The Return of the Crawling Chaos

nyarlathotep.jpg

Behold Nyarlathotep, v. 3.0, this being yet another revision of an old illustration. Some readers may recognise the imagery from version 2.0 (2009) or even the original that appeared in my Haunter of the Dark book in 1999. Earlier this month the work I’ve been doing for the new edition of the book reached the end of another stage with the completion of all the necessary redrawing of The Dunwich Horror. I’ve also just finished drawing page 24 of the story, the page I’d left half-done when the strip was abandoned in 1989. Everything I do from now on will be new material.

Having got this far I decided to pay a little more attention to the upgrading of the book’s fourth section, The Great Old Ones, by finishing Nyarlathotep, something I began this time last year then set aside when I got involved in rescanning all the old comics pages. As I’ve mentioned before, several of the pieces for this section of the book were some of my earliest digital illustrations, created a few months after I’d bought a secondhand and very underpowered Macintosh computer. Nyarlathotep was an attempt to depict the hybrid nature of a Mythos entity which combines elements of an Egyptian pharaoh, the diabolic “Black Man” of European witch cults, a sinister stage magician or scientist, and the winged abomination that Robert Blake finds lurking in the steeple of the Starry Wisdom church. Version 1 was one of my very first digital collages which suffered as a result of my inexperience with the new medium, hence my eagerness to rework the design in 2009 when Cyaegha, a metal band I’d been working with, requested a Nyarlathotep-themed T-shirt. The first version had been aimed more at the theatrical/scientific aspect of the character, with a poster in the background from John Nevil Maskelyne’s Egyptian Hall in London. For version 2 I added a number of organic elements to bolster the “Haunter of the Dark” side of the character. Version 3 keeps all the details from version 2 while replacing some of the collaged elements with similar ones taken from better sources. The new design is also slightly taller to account for the enlarged page size of the new book.

sephiroth.jpg

The Sephiroth chart from the second edition of the book, 2006.

The most notable additions to the new piece are the names of the character in Latin letters and Egyptian hieroglyphs (𓋔𓇋𓄿𓂋𓈌𓊵), the latter being a suggestion from this Reddit post. The Egyptian spelling is conjectural but I have a guidebook to the hieroglyphic language which confirms that most of the letters are the ones they should be. The words aren’t included solely as decoration. The Great Old Ones was a collaboration with Alan Moore in which Alan wrote eleven texts or invocations which position each god or entity on one of the spheres of the Kabbalistic Tree of Life. Alan was heavily involved with the Kabbalah at this time, being also engaged with the first few issues of Promethea, a story which involves a physical (or metaphysical) journey from Malkuth to Kether.
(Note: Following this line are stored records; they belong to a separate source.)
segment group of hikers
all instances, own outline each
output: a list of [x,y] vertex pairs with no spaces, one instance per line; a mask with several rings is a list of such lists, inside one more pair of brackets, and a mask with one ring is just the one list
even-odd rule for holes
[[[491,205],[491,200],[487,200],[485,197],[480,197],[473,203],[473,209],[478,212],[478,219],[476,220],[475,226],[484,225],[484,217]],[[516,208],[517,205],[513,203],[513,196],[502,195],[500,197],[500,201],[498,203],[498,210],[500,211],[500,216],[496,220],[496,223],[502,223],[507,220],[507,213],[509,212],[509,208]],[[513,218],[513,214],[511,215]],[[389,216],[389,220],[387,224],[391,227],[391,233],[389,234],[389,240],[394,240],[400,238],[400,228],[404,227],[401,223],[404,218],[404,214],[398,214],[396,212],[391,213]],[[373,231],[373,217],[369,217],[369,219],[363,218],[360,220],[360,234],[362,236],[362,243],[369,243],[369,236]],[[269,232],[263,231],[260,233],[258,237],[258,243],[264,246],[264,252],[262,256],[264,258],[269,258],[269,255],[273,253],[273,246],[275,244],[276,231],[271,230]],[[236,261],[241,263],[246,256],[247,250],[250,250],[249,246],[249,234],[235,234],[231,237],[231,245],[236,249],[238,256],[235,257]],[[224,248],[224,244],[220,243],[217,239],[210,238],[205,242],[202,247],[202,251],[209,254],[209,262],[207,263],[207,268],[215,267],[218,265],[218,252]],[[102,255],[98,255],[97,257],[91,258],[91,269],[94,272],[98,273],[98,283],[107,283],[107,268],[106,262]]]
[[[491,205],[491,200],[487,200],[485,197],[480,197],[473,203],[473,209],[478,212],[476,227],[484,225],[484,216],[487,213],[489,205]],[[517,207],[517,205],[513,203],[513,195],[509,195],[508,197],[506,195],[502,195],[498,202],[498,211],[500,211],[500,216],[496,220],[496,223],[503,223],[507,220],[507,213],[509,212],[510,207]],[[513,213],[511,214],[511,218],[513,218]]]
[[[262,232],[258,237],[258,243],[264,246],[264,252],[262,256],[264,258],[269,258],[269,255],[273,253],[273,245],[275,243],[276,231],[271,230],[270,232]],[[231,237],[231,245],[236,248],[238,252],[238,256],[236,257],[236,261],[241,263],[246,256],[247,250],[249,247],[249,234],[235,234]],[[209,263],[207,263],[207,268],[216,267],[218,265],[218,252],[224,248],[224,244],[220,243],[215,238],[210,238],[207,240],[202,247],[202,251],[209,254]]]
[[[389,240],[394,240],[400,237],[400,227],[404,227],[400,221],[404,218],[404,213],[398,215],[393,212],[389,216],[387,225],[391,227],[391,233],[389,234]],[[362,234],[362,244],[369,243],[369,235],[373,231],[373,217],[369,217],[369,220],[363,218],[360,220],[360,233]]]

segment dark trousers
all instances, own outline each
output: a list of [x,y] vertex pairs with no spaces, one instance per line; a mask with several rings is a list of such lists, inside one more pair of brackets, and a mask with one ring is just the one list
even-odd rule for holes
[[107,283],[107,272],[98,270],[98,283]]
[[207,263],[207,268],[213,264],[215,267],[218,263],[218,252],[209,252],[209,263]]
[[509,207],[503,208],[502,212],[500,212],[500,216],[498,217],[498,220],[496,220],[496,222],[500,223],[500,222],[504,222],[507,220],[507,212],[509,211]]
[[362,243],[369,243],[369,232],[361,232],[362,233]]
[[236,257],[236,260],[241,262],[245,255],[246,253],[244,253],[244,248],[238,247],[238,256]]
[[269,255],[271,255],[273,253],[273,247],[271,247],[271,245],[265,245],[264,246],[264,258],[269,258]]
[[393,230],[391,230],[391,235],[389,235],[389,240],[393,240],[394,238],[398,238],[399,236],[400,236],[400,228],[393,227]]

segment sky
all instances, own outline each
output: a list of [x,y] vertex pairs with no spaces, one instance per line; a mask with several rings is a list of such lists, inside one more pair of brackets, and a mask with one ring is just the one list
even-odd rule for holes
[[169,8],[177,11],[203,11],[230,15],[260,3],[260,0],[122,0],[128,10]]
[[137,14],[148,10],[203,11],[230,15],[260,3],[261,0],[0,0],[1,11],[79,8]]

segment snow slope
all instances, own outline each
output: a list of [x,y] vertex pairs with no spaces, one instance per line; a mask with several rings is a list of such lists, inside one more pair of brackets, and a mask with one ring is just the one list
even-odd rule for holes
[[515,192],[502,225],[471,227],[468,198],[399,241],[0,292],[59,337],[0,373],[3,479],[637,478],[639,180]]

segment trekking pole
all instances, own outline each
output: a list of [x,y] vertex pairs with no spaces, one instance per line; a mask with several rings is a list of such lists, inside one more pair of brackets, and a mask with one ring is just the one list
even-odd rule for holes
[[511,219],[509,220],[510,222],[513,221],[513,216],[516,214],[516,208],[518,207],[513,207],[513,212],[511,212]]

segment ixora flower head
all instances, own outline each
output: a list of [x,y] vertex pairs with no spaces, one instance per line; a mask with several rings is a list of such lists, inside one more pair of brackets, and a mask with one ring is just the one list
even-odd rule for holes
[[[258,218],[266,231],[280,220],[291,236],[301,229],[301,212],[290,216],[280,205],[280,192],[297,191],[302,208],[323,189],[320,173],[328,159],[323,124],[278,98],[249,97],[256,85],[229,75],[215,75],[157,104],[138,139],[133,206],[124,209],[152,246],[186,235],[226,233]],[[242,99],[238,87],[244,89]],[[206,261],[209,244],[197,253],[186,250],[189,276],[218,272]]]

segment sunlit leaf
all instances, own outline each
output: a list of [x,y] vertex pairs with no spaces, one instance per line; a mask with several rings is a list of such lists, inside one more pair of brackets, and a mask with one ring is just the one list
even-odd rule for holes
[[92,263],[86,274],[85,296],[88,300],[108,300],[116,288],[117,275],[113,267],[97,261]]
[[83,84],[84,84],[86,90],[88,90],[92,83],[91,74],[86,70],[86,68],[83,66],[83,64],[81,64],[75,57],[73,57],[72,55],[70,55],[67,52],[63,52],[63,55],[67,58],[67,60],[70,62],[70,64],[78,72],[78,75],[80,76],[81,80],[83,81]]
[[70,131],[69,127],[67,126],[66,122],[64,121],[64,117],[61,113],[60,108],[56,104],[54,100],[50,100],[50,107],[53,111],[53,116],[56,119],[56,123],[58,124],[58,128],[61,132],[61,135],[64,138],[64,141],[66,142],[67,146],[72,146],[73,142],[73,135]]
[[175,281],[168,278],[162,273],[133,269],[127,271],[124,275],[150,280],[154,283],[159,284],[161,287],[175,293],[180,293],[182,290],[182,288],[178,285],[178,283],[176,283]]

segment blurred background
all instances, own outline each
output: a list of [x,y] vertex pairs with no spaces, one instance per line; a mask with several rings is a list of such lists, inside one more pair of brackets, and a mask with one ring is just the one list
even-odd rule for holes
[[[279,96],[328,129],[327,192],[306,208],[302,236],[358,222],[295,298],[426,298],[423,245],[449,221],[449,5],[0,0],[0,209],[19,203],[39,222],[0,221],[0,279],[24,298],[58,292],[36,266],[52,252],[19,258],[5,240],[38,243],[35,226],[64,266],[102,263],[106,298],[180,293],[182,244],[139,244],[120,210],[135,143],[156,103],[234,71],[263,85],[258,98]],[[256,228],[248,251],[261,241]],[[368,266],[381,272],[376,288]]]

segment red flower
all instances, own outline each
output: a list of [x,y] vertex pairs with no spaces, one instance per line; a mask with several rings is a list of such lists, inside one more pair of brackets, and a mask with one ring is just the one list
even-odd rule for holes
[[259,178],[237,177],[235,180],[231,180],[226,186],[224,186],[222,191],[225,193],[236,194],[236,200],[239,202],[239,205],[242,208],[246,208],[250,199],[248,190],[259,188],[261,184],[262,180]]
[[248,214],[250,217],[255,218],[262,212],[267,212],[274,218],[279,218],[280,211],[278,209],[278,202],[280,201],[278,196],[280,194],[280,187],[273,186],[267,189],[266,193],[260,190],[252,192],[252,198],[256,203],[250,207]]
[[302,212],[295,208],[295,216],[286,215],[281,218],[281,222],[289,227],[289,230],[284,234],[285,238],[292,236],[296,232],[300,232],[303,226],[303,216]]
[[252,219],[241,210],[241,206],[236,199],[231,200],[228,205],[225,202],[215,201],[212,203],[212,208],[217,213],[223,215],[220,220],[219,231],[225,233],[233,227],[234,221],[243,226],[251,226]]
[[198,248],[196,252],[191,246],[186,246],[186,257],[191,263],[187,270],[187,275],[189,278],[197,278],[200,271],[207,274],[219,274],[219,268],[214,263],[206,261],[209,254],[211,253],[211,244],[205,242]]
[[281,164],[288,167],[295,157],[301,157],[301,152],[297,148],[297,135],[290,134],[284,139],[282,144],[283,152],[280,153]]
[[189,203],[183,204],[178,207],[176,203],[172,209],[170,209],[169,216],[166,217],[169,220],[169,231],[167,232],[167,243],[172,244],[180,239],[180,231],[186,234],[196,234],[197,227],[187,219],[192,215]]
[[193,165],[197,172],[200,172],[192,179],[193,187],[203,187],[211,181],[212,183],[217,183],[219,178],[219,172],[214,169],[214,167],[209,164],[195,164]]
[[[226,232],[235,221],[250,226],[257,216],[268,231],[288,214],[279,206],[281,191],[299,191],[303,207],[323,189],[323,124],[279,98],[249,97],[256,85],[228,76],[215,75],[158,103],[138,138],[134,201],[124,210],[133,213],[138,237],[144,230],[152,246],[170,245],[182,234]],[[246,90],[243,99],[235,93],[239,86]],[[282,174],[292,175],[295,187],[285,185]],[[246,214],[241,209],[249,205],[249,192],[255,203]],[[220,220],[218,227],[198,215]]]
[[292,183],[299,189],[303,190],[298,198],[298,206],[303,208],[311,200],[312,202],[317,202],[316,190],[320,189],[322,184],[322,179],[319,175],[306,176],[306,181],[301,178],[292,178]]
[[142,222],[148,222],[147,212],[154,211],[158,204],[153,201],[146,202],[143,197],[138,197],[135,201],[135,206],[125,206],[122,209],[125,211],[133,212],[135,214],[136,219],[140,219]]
The Great Old Ones takes the same journey in reverse, and from a much darker perspective, like a Lovecraftian equivalent of the Qliphoth, the “nightside” of the Kabbalistic spheres. In Alan’s scheme, Nyarlathotep is positioned at sphere 8, Hod (or “Splendour”), a sphere associated with gods of magic and language like Thoth, Hermes and Mercury. I imagine most Mythos-acquainted occultists would agree with adding Nyarlathotep to this pantheon. In addition to being gods of magic and language, Thoth, Hermes and Mercury also serve as celestial messengers, a function which Lovecraft assigns to Nyarlathotep in The Whisperer in Darkness when one of the Mi-Go declares “To Nyarlathotep, Mighty Messenger, must all things be told.”

As for the rest of The Great Old Ones, I have four more of them still to be reworked, one of which, Abdul Alhazred (or Lovecraft himself) is almost finished. Further progress will be posted here.

Elsewhere on { feuilleton }
The Lovecraft archive

Previously on { feuilleton }
Lettering Lovecraft
Weird ekphrasis and the Dunwich Horrors
Kadath and Yog-Sothoth
Another view over Yuggoth
Nyarlathotep: the Crawling Chaos

3 thoughts on “The Return of the Crawling Chaos”

  1. I think I still prefer b&w on the whole, especially for horror material. But colour work is a lot easier with digital tools. Some of the colour pieces I was doing for the Bumper Book of Magic would have taken a lot longer if I’d been doing them the old way using acrylic paints.

    One of the great strengths of digital painting is the endless range of brushes that you can use. It’s taken me several years to get used to using Photoshop’s brush tool with specialist brushes that I’ve either downloaded or made myself. More recently I find myself creating new brushes as I go along, depending on the work at hand. One of the paintings I did in the magic book was based on Hélène Smith’s visionary descriptions of the planet Mars. I wanted the grass to have a suitably alien appearance so I created a brush that made peculiar grass shapes just for the purpose. I’ll be exploring colour techniques a lot more over the next two months as I have another illustration commission coming up which will require the creation of several big colour images. Watch this space!